Ruth, polislere verdiği sözde siyahi bir adamın meskene girdiğini ve annesine saldırdığını söylemişti. Idella etrafında yeri geldiğinde çok huysuz olabilen bir bayan olarak tanınıyordu ve bahçesinde yetiştirdiği pekan cevizlerine çok değer veriyordu. Bu cevizler çok sık çalınıyordu. Ruth “Yine bu türlü bir şey olmuş olabilir” diyordu. Tahminen de adam bahçeye ceviz çalmak için girmişti, Idella da bunu pencereden görüp adama çıkışmaya başlamıştı. Tahminen adamı korkutmak için Ruth’un gündüz getirdiği bahçe makasını eline almıştı. Adam da kendini savunma iç güdüsünün öfkeye dönüşmesi sonucu makası Idella’nın elinden alıp bayana saldırmaya başlamıştı.

Ruth’un bu biçimde tabir vermesinin akabinde bir küme beyaz adam atlarına atlayıp kasabanın siyahilerin yaşadığı kısmına baskın düzenledi. Söze uyan erkekler arıyorlardı. Birkaç saat içinde bir küme erkek gözaltına alındı fakat sonraki gün hepsi özgür bırakıldı.

Ruth’un çizdiği eşkale uygun kimse bulunamamıştı. Kasaba halkından bir bayan baskına giden babasının konuta geldiğinde söylediği “Zenci filan değil, meskenden biri öldürmüş” kelamlarını aktarmıştı Lowry’e.

Davayı mahallî basın günbegün takip ediyordu. Ruth Thompson Dickins ve eşi John’un fotoğrafı 22 Haziran 1949 tarihli The Clarion-Ledger gazetesinin birinci sayfasında yer alıyordu.

OKLAR BİR ANDA RUTH’A DÖNDÜ

Lowry, 40’lı yıllarda ABD’nin güneyinde hala Jim Crow maddelerinin geçerli olduğunu hatırlatarak, “Bu kıssada çarpıcı olan şey birini hatalı ilan edip mevzuyu kapatmamış olmaları. O denli yapsalar bu öykü o seçilen kişinin ailesi dışında herkes için bitmiş olurdu” diye konuştu.

Onun yerine Idella’nın öldürülmesinden birkaç hafta sonra büyük heyet Ruth’u cinayetle itham etti. Ruth 8 Ocak 1949 günü gözaltına alındı.

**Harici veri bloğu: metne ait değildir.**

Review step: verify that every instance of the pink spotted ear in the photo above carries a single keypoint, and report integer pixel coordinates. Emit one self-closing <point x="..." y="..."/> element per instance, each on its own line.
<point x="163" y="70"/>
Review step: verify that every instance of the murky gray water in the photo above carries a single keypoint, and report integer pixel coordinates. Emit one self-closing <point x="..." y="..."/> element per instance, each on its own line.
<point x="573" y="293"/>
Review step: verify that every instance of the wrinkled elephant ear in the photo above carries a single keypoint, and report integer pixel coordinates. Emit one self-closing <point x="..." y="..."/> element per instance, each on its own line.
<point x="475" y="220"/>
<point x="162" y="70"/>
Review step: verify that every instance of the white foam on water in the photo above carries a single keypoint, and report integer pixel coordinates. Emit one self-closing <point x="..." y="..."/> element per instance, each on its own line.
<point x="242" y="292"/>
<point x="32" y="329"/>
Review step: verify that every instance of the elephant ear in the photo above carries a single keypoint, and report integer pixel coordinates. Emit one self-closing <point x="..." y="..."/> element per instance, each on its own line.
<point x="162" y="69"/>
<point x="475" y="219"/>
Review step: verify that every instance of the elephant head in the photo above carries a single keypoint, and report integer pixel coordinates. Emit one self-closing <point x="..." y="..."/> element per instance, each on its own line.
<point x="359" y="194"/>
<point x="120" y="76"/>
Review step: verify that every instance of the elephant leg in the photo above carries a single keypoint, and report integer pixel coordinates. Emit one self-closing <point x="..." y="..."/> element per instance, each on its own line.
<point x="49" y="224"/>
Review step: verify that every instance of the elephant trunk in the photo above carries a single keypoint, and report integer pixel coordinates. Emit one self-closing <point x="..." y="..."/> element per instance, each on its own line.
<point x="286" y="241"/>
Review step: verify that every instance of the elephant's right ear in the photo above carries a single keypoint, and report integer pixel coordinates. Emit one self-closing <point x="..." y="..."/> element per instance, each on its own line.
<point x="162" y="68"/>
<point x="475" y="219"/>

Lowry, “Kaymak tabakanın 19’uncu yüzyılın sonlarında büyük konutlar inşa edip yerleştiği küçük kasabalarda aile sırlarını büsbütün gömmek çok zordur. Sosyetenin kibar insanları bu sırları bir müddetliğine görmezden gelebilir ancak dedikoduların sonu asla gelmez” derken Thompson ailesi için de birebir şeyin geçerli olduğunu söyledi.

ŞÜPHELİ VEFATLAR PEŞ PEŞE GELİYOR

Leland sosyetesinin en üst katmanında yer alan Thompson’ların geçmişleri epey renkliydi, tuhaflıklarının da sonu yoktu. Aileyle ilgili fısıltılar, Ruth’un gözaltına alınmasının akabinde birkaç katına çıkmıştı.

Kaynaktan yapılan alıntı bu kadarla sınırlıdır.